I bought this book several years ago, and it's now worn and well read. It's probably the most oft-used book of my 3,500 plus volumes.
I spent much of the 1970's in the Province, but had managed to suppress most of those terrible days (there are many thousands of us). Then I found myself alone, and those memories came flooding back. One of the biggest problems was that although I could remember the violence, the deaths, the horrific injuries, and the hate, I couldn't put names to faces. I may have picked up the pieces, or stood over the victims, but I usually didn't know who they were.
Thanks to this book, I now do, and to say it helped me would be an understatement.
Yes, there are mistakes, but the authors acknowledge this and ask readers to contact them with any corrections (I have).
Mistakes are inevitable in a work of this kind. It is the first, and will probably be the last of it's kind, and researching the deaths of every victim of 'The Troubles' was a monumental task. The authors also state that in many cases the information was scant, conflicting, or biased. They didn't add anything, but if the information came from an obviously biased source, they say so (although more diplomatically). This leaves the reader with the responsibility of apportioning blame where there are conflicting versions.
That is a good thing - rival factions were masters of spin (they still are) and by printing the facts the authors expose what was also a propaganda war. The media took sides too, which didn't help.
What the reader will see is the brutality of terrorism. I don't know what else to call it - in my world 'terrorism' is the deliberate targeting of innocent men, women, and worst of all, children, by armed, non governmental groups (there are other names for governments that target civilians).
And target them they did.
The statistics in this case reveal the truth : Although Republicans and Loyalists attempted to gain the moral high ground, they murdered 2,037 innocents, over half of them during the years 1971 - 76. 354 military personnel and 91 police officers died during the same period.
By way of contrast, 342 UK troops have died as the result of enemy action in Afghanistan in ten years. It was far worse than most people realise.
They also killed over 1,000 members of the security forces. Not 'innocents', but most of the attacks were cowardly - booby-traps - IED's (the technology and tactics used by the Taleban today are identical)- or murdering off duty personnel while they were cleaning the car, mowing the lawn, or taking their children to school.
The tables at the end of the book reveal the reality of the 'Freedom Fighter' (I see that Amazon has 'Freedom Fighters' listed as a tag for this book) or the 'Defender'.
What will surprise most readers is the TOTAL number killed (yes, some were murdered) by the security forces : 367.

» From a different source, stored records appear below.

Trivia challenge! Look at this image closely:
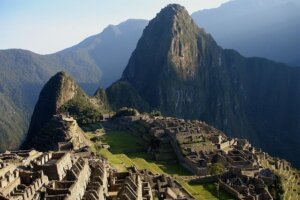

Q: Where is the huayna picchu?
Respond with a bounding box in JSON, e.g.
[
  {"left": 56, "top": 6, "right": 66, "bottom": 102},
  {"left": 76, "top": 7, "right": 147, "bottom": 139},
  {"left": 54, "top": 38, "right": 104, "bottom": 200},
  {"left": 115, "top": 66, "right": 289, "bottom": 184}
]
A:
[
  {"left": 0, "top": 4, "right": 300, "bottom": 200},
  {"left": 107, "top": 5, "right": 300, "bottom": 167}
]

Of that 367, 138 were innocents (the rest were confirmed as terrorists by their own organisations), and a significant number of that 138 were killed in traffic or other accidents.
Compare that 138 with 2,087. Who were the real bad guys ?
The tables are detailed, giving the reader an opportunity to establish how many innocent Catholics or Protestants were murdered by those who claimed to be defending them - PIRA, UDA, INLA, UFF, OIRA UVF, and a few more splinter groups. Other faiths (and none) too. Asians who ran the snack bars in every barracks were labelled as 'SAS' and gunned down, as were those locals who delivered the milk or collected the rubbish.
It's shocking, and shows that the 'history', still being churned out by Republican and Loyalist leaders and politicians, is myth. At best.
This book doesn't tell the whole story. To do that would take another twenty equally large volumes at least. Nor does it look at the wounded - the maimed, the disfigured, those who were/are scarred both physically and mentally - or the effects those horrors have on families or witnesses. It's widely accepted that for every death, there are between 8 and 10 who were maimed, scarred, or injured. And that's just the physical, recorded injuries.
If the same casualty rate was imposed on the rest of the UK, about 150,000 would have died, with around a million seriously injured.
During WWII, civilian deaths in the UK totalled 67,000.
In July 1972 I, along with others, discovered the bodies of 27 year old Rose McCartney and her boyfriend. They'd been 'executed' by Loyalist terrorists. They had no links to any organisation. I didn't know who they were, but their faces haunted me for 35 years.
Thanks to this book, I know who they were. She was one of the most beautiful voices I'd ever heard, singing in a pub a few days earlier (I couldn't see her). I also now know who murdered her and her boyfriend, the pathetic reasons they used to justify the barbarity, and what happened to them. Yet these monsters and hundreds like them are lauded as heroes by many.
'Lost Lives' tells the truth, and apologists for the violence will hate it. Decent people will applaud it.
We should never forget the victims, and who was responsible.